The announcement in January “would mean they have probably reached a settlement. Shell has also committed material capital to decommissioning and restoration liabilities, which we believe was a key component to the deal progressing.”
It is clear Nigeria will need to attract additional investments in its onshore. Shell’s decision to remain committed to onshore gas plans – to support its LNG projects – is a positive sign for the sector. The question remains about local capacity, though.
Proof of local support for the gas market came earlier in February when SPDC took final investment decision (FID) to develop the Iseni field. The field in OML 35 will provide feedstock to the Dangote fertiliser plant in Lagos State.
Some local companies have access to more financial resources than others. Aiteo Eastern E&P acquired assets from Shell in 2015. The local company struggled to pay its bills. This widened into a number of legal cases and it also suffered a blow out at OML 29.
The withdrawal of the IOCs from the onshore Niger Delta remains a clear trend. More focused operators have some advantages, but most of the challenges remain.

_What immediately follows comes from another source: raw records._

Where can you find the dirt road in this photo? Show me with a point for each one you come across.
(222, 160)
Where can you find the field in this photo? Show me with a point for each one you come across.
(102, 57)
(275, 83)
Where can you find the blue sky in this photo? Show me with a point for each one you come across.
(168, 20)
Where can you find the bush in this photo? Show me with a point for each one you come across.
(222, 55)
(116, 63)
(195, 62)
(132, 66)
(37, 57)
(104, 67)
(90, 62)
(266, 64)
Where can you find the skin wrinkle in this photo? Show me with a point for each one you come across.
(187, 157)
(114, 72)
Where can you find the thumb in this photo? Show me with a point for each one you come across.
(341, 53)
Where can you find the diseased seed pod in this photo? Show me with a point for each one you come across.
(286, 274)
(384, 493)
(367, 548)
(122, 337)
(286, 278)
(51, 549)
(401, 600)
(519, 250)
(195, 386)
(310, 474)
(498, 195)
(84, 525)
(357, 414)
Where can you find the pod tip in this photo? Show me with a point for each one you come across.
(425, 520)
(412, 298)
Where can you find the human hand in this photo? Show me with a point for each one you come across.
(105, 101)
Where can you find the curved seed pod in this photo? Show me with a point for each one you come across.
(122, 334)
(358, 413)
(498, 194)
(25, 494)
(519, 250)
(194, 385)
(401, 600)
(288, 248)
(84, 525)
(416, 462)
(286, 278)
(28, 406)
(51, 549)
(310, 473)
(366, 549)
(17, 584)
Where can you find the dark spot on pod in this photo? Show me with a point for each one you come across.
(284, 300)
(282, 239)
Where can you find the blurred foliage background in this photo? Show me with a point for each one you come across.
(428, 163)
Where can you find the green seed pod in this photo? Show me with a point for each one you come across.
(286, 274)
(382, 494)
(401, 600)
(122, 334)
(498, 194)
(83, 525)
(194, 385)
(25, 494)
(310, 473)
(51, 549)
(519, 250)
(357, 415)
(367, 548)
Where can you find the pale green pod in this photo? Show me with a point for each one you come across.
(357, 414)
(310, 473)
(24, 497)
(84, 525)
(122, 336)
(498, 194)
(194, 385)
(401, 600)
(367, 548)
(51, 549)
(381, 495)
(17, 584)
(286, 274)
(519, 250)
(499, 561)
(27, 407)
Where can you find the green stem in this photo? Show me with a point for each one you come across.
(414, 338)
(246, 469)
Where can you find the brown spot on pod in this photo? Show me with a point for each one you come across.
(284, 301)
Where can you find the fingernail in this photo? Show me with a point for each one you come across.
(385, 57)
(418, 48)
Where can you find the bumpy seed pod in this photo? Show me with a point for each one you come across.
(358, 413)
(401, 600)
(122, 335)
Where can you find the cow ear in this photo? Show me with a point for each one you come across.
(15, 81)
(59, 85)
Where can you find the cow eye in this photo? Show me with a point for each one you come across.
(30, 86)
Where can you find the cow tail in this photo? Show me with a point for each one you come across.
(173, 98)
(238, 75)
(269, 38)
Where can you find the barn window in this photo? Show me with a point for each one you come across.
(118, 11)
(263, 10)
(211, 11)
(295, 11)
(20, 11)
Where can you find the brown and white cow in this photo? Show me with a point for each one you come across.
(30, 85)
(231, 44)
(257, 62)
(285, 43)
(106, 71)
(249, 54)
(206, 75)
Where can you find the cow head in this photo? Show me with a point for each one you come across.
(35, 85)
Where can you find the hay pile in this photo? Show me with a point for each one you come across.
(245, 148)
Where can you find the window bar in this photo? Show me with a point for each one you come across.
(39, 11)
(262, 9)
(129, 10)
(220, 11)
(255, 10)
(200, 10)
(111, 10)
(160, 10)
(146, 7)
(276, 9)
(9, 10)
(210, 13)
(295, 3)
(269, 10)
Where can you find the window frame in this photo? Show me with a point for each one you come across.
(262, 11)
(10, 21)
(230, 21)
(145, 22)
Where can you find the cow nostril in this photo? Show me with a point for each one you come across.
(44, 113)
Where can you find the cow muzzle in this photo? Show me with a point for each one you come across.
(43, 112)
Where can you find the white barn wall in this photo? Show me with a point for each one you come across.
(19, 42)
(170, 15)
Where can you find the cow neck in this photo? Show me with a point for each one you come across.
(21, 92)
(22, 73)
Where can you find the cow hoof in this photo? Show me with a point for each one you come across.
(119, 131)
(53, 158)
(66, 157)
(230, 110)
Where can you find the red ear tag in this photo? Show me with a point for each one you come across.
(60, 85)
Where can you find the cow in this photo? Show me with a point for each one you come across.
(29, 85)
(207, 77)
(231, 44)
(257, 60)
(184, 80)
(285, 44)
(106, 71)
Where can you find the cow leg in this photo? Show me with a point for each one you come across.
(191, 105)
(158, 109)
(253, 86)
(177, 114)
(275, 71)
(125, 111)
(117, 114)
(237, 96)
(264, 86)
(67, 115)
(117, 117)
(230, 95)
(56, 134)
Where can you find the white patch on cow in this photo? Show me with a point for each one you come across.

Previous sales came at competitive prices. Local companies paying lower prices should start their operations on a more sustainable basis. This is particularly true when combined with operational and financial support from exiting Shell.
The NUPRC’s six criteria for sale should provide some certainty over the viability of the sale process – and resolve some of the trickier obstacles. The suspicion remains around the challenge of political hurdles, but there is a clear need and opportunity to invest in Nigeria’s onshore opportunities.
Updated at 9:38 am to alter headline to highlight the sale is of Shell’s onshore assets.